Necrotizing fasciitis. For many people this is one of the most terrifying, invasive infections imaginable, and for one unlucky woman in Georgia this is her current reality. Reports of this disease date back to Hippocrates in 500 BC, whose early description was that “diffused erysipelas caused by trivial accidents, [where] flesh, sinews, and bones fell away in large quantities, [leading to] death in many cases1.” Many people regard the disease as a medical monster, an invasive and lethal infection that progresses at a rate straight out of science fiction.

For those of you not familiar with the story, a young Masters student named Aimee Copeland was injured while on a home-made zipline. When the line broke she fell and cut her leg on rocks in the river beneath her. What started as a small cut on her leg quickly grew into a life threatening infection that resulted in the amputation of her entire left leg and possibly her hands in order to limit the spread of the disease. How is it possible that a small injury so quickly became life threatening? To understand this we have to understand more about necrotizing fasciitis itself and the bacteria that cause it.

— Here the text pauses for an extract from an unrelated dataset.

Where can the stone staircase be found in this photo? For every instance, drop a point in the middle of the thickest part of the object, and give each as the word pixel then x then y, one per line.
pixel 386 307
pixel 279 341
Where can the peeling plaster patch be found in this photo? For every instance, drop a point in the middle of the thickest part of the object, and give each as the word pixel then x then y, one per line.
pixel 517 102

Necrotizing fasciitis is not caused by a single pathogen, but actually a cohort of invasive bacteria. It is most commonly caused by Streptococcus pyogenes, a spherical, gram positive bacteria that is more commonly known to cause disease such as Strep throat (pharyngitis) and cellulitis. However, when this bacteria infects the fascia it is possible for it to become a highly invasive life threatening infection. In this case the S. pyogenes begins to produce toxins that lead to death of the surrounding tissues and escape of the bacteria into the bloodstream. Once systemic, this can lead to septic shock and death if not treated immediately. Common symptoms during the first few hours are erythema, tenderness, hypersensitive skin, and myalgia. However, these symptoms can rapidly progress in the course of just a few hours to hematic or gaseous bullae, necrosis, and a purple/blueish skin color at the infected area. If treatment is not initiated quickly it is possible to progress to hypotension, mental confusion, sepsis, and eventually multi-organ failure leading to death1.

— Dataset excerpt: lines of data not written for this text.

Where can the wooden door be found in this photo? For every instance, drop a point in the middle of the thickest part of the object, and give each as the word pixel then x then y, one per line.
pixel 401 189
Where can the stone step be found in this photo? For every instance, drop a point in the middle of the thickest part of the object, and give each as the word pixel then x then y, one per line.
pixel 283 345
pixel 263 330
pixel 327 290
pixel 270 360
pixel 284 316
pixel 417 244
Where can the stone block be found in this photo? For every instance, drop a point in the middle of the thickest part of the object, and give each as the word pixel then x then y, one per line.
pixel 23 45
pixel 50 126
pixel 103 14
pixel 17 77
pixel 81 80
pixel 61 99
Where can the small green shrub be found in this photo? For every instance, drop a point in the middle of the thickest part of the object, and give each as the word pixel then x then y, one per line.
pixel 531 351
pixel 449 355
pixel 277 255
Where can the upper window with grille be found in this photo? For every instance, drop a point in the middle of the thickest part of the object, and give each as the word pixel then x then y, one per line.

In Aimee’s case, the cut she sustained on her leg allowed for a deep-tissue infection with Aeromonas hydrophila, a bacteria associated with warm, brackish waters that is more commonly known to cause nausea if ingested. However, if this A. hydrophila gets into a deep cut and initiates an infection in the fascia it is possible for it to progress to necrotizing fasciitis. For Aimee this all began with the cut sustained while zip-lining when this bacteria entered the wound and began to grow, spreading throughout her leg.

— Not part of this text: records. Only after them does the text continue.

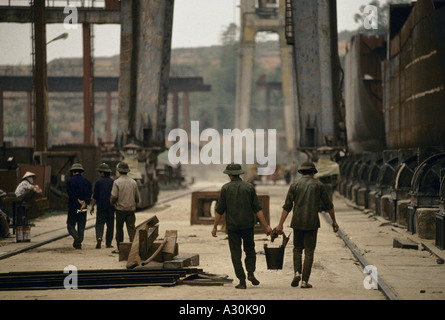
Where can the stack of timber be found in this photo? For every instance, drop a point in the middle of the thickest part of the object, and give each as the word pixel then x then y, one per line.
pixel 95 279
pixel 146 248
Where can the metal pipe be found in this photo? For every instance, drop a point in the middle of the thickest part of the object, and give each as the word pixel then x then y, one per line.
pixel 381 284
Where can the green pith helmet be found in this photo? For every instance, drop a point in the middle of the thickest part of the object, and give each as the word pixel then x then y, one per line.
pixel 77 166
pixel 308 166
pixel 122 167
pixel 104 168
pixel 234 169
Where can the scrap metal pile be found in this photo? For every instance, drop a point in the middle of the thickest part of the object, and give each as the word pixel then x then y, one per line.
pixel 168 268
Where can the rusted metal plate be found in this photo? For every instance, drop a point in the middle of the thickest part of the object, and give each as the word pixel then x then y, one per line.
pixel 204 202
pixel 416 79
pixel 363 95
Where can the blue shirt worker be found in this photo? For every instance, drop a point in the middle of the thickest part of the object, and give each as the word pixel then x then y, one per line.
pixel 105 211
pixel 239 203
pixel 79 197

Thankfully treatment is available, but the price paid by the infected individual is great. The most common methods used to treat necrotizing fasciitis is a combination of intravenous antibiotics and surgical debridement of infected tissues. Because the infection progresses so rapidly, by the time the patient is seeking care there is often the need to remove large segments of tissue to halt the progression of the disease. Debridement is extensive and exploratory in nature, often with large segments of tissue needing to be removed until brisk bleeding occurs at the site. In the picture below you can see how the patient presented with a necrotic region in the wrist and significant inflammation in the elbow. The figure to the right shows the result of exploratory debridement of the infected fascia from the patient’s wrist to shoulder.
Figure 2. Case 2 (A) Detail of right elbow, edematous, tender, and blistered (arrows); small necrotic area visible at wrist (*). (B) Surgical exploration and fasciotomy of right upper limb extending from neck to hand, with drainage of fluids and debridement of necrotic tissues. Skin and subcutaneous tissue necrosis is visible at wrist. 1
While this may sound like a disease from a medical nightmare it is thankfully uncommon. On average there are 500 to 1000 cases reported annually in the United States out of over 300,000,000 inhabitants, making this a very rare occurance. Of these, roughly 25% to 30% of the cases will be fatal due either to multi-organ failure or septic shock from disseminated bacteria in the system. However, there is the potential for these numbers to rise as the different species of bacteria that cause this disease become increasingly more resistant to the antibiotics we have available.
1. Lancerotto, Luca MD; Tocco, Ilaria MD; Salmaso, Roberto MD; Vindigni, Vincenzo MD, PhD; Bassetto, Franco MD. Necrotizing fasciitis: Classification, diagnosis, and management. Journal of Trauma and Acute Care Surgery. 72(3):560-566, March 2012.